Looking at the trading value, signs of capital outflow from the stock market are also clearly evident. The trading value of the KOSPI market on the previous day was 6.8859 trillion KRW. The average daily trading value this month is only 7.6328 trillion KRW, about half of the 14 trillion KRW recorded in September last year.
The problem is that recovery in trading volume seems distant. Currently, investors’ cautious sentiment is strong. Recently, the rapid rise in the won-dollar exchange rate has further dampened investment sentiment, and concerns about prolonged high-intensity tightening by the Federal Reserve (Fed) are significant. A financial investment industry official noted, "Due to simultaneous large-scale interest rate hikes by major countries including the U.S., concerns about economic slowdown have deepened, lowering corporate earnings forecasts, and there are worries that the stock market’s downward trend may continue, accelerating capital outflows from the stock market."
According to Mirae Asset Securities, the earnings forecast for the Korean stock market has fallen by 2.2% compared to last month. This year's operating profit forecast also declined by 0.4% compared to last week, accelerating the downward trend.

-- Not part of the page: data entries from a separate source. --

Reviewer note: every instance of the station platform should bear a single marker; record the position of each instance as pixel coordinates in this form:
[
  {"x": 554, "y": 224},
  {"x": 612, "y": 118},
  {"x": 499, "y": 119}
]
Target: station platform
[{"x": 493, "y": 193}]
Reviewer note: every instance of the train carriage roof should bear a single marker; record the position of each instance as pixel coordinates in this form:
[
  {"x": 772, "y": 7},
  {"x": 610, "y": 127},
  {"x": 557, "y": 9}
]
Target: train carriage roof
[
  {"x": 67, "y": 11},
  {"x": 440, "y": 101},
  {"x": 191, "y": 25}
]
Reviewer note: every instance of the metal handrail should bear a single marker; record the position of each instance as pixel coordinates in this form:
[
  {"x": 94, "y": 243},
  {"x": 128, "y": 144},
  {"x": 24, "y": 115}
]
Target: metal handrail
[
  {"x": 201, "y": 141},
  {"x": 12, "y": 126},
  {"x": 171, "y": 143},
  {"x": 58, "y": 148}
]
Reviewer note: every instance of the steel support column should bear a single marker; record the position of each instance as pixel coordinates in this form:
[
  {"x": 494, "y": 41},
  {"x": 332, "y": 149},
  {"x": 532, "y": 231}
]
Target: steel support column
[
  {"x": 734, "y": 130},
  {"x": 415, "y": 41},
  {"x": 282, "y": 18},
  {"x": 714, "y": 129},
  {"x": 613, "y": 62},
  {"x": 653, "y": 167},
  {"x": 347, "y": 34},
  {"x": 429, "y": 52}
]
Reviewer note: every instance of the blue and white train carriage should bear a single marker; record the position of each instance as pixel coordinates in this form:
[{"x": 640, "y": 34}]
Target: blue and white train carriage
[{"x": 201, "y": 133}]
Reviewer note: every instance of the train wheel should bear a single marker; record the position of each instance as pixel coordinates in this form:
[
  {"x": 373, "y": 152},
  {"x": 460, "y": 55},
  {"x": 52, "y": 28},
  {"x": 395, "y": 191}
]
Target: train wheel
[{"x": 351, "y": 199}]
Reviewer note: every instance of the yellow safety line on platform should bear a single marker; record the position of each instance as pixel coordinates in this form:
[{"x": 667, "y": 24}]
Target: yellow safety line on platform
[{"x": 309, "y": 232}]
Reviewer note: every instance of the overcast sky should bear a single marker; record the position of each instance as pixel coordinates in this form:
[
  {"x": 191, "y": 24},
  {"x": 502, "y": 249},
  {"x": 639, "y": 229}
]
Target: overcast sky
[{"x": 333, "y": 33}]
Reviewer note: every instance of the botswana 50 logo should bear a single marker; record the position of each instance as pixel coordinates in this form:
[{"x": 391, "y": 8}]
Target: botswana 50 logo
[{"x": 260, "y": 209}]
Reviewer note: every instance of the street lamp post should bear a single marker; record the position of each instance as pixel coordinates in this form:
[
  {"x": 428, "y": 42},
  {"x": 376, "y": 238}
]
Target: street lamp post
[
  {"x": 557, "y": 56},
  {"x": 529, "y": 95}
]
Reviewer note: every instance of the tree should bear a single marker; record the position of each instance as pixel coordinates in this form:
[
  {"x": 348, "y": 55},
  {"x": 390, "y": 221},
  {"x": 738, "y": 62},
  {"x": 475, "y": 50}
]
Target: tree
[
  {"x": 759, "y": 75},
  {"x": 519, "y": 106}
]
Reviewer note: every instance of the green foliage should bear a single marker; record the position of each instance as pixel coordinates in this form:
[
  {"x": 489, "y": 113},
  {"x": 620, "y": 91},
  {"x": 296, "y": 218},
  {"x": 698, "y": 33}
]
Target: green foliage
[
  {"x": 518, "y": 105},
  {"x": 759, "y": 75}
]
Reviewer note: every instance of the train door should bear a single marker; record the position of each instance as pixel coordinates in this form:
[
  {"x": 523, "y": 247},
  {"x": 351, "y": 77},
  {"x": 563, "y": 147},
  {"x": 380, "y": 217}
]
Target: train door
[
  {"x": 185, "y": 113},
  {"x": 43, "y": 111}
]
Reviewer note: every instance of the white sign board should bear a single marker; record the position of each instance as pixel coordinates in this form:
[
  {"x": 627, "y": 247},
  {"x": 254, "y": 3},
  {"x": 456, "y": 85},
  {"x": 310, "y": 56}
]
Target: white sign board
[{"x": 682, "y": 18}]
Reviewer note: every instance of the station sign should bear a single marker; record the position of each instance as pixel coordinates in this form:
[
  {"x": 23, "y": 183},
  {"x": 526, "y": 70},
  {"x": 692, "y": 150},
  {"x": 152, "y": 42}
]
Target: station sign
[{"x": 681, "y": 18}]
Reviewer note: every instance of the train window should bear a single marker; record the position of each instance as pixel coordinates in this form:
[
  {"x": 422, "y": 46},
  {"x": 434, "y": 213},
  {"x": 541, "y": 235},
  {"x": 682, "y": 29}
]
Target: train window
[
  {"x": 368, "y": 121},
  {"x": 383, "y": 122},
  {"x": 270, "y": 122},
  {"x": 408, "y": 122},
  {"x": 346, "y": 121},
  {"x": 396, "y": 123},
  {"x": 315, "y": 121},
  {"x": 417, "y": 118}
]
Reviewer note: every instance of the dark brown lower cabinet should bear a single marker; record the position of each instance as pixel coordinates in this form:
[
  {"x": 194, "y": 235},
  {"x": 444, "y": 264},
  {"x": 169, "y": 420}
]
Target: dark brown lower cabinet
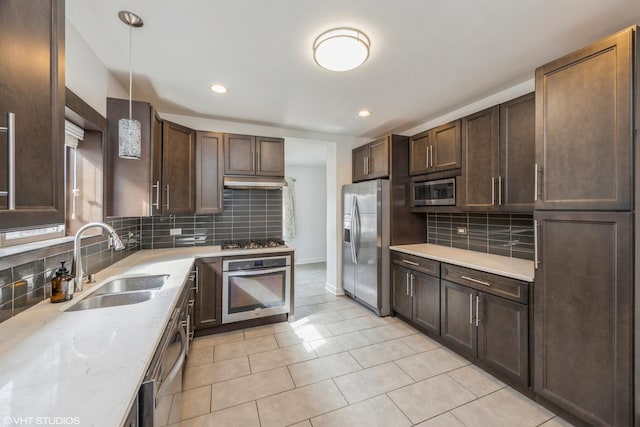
[
  {"x": 491, "y": 328},
  {"x": 416, "y": 296},
  {"x": 209, "y": 293},
  {"x": 584, "y": 314}
]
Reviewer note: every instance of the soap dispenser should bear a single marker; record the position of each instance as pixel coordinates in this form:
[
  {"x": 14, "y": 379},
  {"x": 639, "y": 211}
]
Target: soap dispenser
[{"x": 62, "y": 285}]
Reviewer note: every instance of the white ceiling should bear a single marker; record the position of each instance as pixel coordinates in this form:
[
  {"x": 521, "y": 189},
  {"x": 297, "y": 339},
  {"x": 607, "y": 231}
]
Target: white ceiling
[{"x": 427, "y": 57}]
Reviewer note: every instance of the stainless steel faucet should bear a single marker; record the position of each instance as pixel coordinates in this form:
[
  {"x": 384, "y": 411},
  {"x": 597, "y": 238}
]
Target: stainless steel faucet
[{"x": 76, "y": 270}]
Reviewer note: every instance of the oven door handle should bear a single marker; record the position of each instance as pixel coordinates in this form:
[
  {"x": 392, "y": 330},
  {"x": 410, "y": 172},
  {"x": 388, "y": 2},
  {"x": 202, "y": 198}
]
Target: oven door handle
[{"x": 177, "y": 367}]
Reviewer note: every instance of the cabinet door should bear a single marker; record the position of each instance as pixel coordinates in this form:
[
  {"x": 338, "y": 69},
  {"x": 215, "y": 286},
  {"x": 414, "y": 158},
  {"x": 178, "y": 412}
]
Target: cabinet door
[
  {"x": 359, "y": 160},
  {"x": 426, "y": 302},
  {"x": 401, "y": 302},
  {"x": 446, "y": 153},
  {"x": 379, "y": 158},
  {"x": 32, "y": 70},
  {"x": 239, "y": 155},
  {"x": 583, "y": 314},
  {"x": 269, "y": 156},
  {"x": 503, "y": 335},
  {"x": 480, "y": 159},
  {"x": 178, "y": 161},
  {"x": 584, "y": 127},
  {"x": 457, "y": 316},
  {"x": 208, "y": 172},
  {"x": 517, "y": 154},
  {"x": 209, "y": 295},
  {"x": 419, "y": 153}
]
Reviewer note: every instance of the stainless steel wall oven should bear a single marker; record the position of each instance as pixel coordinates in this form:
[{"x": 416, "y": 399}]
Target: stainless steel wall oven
[{"x": 255, "y": 287}]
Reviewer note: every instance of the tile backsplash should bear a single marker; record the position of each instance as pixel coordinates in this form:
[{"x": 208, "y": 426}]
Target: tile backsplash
[
  {"x": 254, "y": 214},
  {"x": 500, "y": 234},
  {"x": 26, "y": 284}
]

Lee Jae-man, a researcher at Hana Securities, said, "The KOSPI net profit forecast for this year is 175 trillion KRW, expecting an 8% decrease compared to the previous year, and customer deposits have decreased from 70 trillion KRW at the beginning of the year to 53 trillion KRW as of September, making it difficult to expect a KOSPI level-up now," adding, "Given the high possibility that the KOSPI will form a box range, strategies considering the current macro situation should be established." He further stated, "It is an effective time to respond with strategies focusing on companies with high or increasing export ratios, companies maintaining or improving operating profit margins at high levels, and companies with high earnings coverage ratios and cash generation capabilities (FCF)."